It may seem strange to shoot a segment for a show called Smaller in Las Vegas, a city where a "small" hotel still has over three thousand rooms, where showgirls' headdresses can weigh over 40 pounds, and where the smiling visages of Donnie and Marie tower ten stories over the Strip

The Making Stuff team was in Vegas, however, for something very small.

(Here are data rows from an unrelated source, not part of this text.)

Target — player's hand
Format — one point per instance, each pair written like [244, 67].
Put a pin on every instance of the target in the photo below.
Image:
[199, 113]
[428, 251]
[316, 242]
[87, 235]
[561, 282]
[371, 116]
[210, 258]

We were there to crack open the inner workings of every gadget, camera, computer, and TV on the market today.

If you want to see the world's biggest collection of gadgets, then there's only one place to be: the annual Consumer Electronics Show at the Las Vegas Convention Center.

Now, there's nothing small about CES itself.  It's the biggest convention Las Vegas sees each year, with over 120,000 people walking over 1.8 million square feet of exhibition space.  The only thing bigger in Vegas may be the portions at an all-you-can eat buffet. 

But everything at CES is powered by some very small stuff.  Nanotechnology is at the heart of everything the average tech user, well, uses.  Thanks to advancements in nano-sized transistors, today's smartphones have more computing power than the entire Apollo space program.  The Library of Congress has nothing on a well-stocked Kindle and an iPod.  Even the newest and thinnest flat-screen TVs are here thanks to nanotechnology, which allows them to be very thin indeed.  (Some of them are so thin you'd be inclined to roll them up in a poster tube.)

With host David Pogue leading the charge, the Stuff team's goal at CES was to find out if any of the over 2,500 exhibitors space could explain how nanotechnology makes their products work.  Plenty of people could tell us what their products do--a digital camera takes pictures, an MP3 player plays music--but very few people could explain how they do those things they do.

 "Far smarter minds than mine are at work on that question," said one humble product manager.  "You'll have to ask our engineer, but he's not here," said one slightly embarrassed PR rep.  My favorite response was from someone who simply could not explain how a Dick Tracy-like watch accessed the Internet.   Her giddy explanation?  "It's magic!"